Ahuja and Bouchard grab the cargo from merchants and shuttle it to drivers waiting in the mall’s loading dock. Ahuja, who figures they’ve processed close to 100 transactions in the first three and a half days, calls the alliance with Cadillac Fairview “a match made in heaven.”
Founded four years ago, Trexity has already made a name for itself in the crowded logistics space for its cutting-edge algorithms that quickly calculate the most efficient way to bundle orders and deliver packages.
The 22-person firm charges a flat rate that’s included in the purchase price of an item. Thousands of merchants in Ottawa, Toronto, Calgary and Winnipeg – including well-known local retailers such as Bridgehead, Dominion City Brewing and La Bottega Nicastro – now use its platform.
But Ahuja says shopping centres remain virgin territory for services like Trexity.
While mall traffic across Canada has ticked up recently and some local properties, including the Rideau Centre, say sales are brisk this holiday season, Ahuja believes anything that can help merchants get goods into more customers’ hands is a welcome tool.
When he’s not shuttling items between stores and drivers this week, Trexity’s chief executive has been pounding the pavement to get the word out to merchants that they now have a delivery service at their fingertips.
“They’re like, ‘We’ve been waiting for you to get over here,’” he said with a laugh. “We want to do all of the heavy lifting this time of year for them, so they can just keep selling.”
The idea of marrying malls and last-mile delivery has been percolating in Ahuja’s mind for a couple of years. He says Trexity has turned down offers from other malls he didn’t feel were the right fit, adding that until recently “the timing wasn’t right” to make the move.
Then, a few weeks ago, fate intervened. During lunch with Ahuja, one of Trexity’s investors happened to mention he was working on a project with Cadillac Fairview, one of the largest shopping centre managers in Canada.
When Ahuja said he hoped to expand his service to mall merchants, the investor immediately emailed Rideau Centre manager Brian O’Hoski. Two days later, Trexity’s co-founder and O’Hoski met for coffee in the ByWard Market, where the seeds of a deal were quickly sown.
“After 10 minutes, Brian goes, ‘This makes total sense. How do we get this started?’” Ahuja said.
Barely a week after that meeting, Trexity’s founders were busy setting up their new satellite office in the mall.
“I take my hat off to Cadillac Fairview,” Ahuja said. “They’re like, ‘Listen. We understand that malls just aren’t what they used to be. The foot traffic coming in just isn’t as high as it once was, so what can we (do to) give more value to our tenants?’”

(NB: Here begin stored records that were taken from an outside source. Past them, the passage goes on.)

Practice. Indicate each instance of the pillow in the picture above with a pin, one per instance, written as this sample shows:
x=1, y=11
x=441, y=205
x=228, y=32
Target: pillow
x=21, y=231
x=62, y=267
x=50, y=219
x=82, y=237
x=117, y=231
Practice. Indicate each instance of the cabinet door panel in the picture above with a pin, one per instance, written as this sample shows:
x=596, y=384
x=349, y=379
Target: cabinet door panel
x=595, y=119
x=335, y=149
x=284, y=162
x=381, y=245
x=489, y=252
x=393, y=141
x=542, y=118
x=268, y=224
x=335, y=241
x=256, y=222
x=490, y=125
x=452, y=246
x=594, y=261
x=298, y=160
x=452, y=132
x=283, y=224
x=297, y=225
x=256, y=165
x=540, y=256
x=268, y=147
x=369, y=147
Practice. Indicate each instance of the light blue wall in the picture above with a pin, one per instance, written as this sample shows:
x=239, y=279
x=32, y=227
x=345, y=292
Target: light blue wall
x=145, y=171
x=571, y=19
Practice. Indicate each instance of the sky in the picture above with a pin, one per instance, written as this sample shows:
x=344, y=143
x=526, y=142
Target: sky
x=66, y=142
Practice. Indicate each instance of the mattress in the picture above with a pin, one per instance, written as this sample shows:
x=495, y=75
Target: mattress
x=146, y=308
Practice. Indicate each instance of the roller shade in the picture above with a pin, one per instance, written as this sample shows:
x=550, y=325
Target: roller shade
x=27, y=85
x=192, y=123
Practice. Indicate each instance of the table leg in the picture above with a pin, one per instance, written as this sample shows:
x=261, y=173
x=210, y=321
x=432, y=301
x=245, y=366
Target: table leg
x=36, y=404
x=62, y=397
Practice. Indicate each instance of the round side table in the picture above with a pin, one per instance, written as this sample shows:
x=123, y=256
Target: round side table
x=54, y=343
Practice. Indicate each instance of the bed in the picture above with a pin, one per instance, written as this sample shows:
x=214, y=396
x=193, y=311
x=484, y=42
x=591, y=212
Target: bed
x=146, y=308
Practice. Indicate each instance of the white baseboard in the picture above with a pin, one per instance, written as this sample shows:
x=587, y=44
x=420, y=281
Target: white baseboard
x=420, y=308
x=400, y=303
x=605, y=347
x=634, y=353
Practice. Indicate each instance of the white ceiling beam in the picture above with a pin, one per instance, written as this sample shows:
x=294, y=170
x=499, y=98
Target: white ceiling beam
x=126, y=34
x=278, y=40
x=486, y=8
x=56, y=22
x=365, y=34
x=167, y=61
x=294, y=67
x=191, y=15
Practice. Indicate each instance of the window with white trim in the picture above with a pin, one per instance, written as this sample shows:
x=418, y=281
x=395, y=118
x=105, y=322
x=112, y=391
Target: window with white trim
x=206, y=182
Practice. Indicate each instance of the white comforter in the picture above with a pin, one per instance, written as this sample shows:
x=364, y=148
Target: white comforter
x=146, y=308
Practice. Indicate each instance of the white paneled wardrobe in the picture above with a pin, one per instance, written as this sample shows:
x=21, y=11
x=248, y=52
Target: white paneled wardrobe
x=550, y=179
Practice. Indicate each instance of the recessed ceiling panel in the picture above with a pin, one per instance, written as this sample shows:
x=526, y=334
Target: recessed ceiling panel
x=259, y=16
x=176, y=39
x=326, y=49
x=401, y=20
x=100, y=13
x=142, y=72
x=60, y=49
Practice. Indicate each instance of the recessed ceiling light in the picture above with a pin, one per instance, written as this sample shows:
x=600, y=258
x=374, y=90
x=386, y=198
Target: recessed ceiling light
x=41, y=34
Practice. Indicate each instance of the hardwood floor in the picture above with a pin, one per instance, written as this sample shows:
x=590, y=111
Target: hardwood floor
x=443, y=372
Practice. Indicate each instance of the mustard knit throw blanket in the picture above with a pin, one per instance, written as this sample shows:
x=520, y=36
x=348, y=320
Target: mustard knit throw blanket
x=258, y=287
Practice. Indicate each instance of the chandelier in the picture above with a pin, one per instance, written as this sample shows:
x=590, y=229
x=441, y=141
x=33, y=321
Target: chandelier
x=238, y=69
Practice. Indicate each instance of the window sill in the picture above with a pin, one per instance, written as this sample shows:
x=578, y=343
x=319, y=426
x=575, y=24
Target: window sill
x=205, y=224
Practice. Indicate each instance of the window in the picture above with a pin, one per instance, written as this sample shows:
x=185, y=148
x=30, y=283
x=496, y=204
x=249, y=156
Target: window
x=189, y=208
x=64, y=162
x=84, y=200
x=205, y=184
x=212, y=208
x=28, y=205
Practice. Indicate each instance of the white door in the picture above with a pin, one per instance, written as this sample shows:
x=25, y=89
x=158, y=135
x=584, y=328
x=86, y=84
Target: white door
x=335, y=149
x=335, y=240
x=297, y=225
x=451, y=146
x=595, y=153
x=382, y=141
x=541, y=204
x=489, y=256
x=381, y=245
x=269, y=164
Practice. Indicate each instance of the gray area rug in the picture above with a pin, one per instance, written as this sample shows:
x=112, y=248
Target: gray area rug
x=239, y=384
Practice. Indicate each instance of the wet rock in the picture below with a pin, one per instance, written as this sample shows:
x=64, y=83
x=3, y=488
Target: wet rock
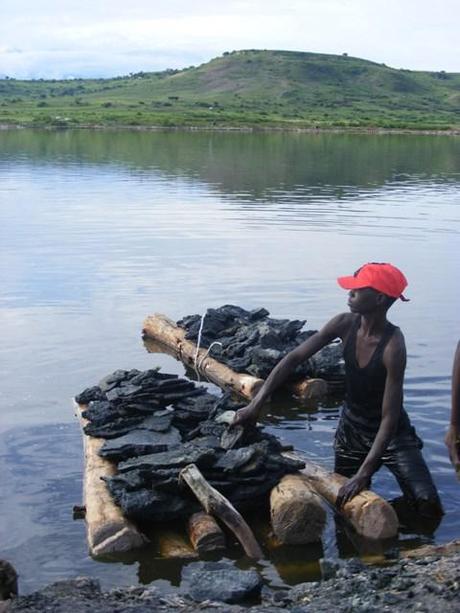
x=139, y=443
x=152, y=504
x=152, y=444
x=220, y=581
x=252, y=342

The deal gives Trexity exclusive rights to last-mile delivery services in Cadillac Fairview’s shopping centres across Canada, and the Ottawa firm has agreed not to use its platform in any other malls.
For now, Trexity is focused on getting the system down to a science at the Rideau Centre, with plans to branch out into other CF properties such as Toronto’s Eaton Centre in 2024.
It’s another step forward for Trexity, which has raised more than $6 million in seed funding and is on pace to triple its revenues from 2022. But Ahuja teases that there’s much more to come in the new year as Trexity continues to expand to more Canadian cities and form new alliances.
“We’ve got a lot of things bubbling,” he said.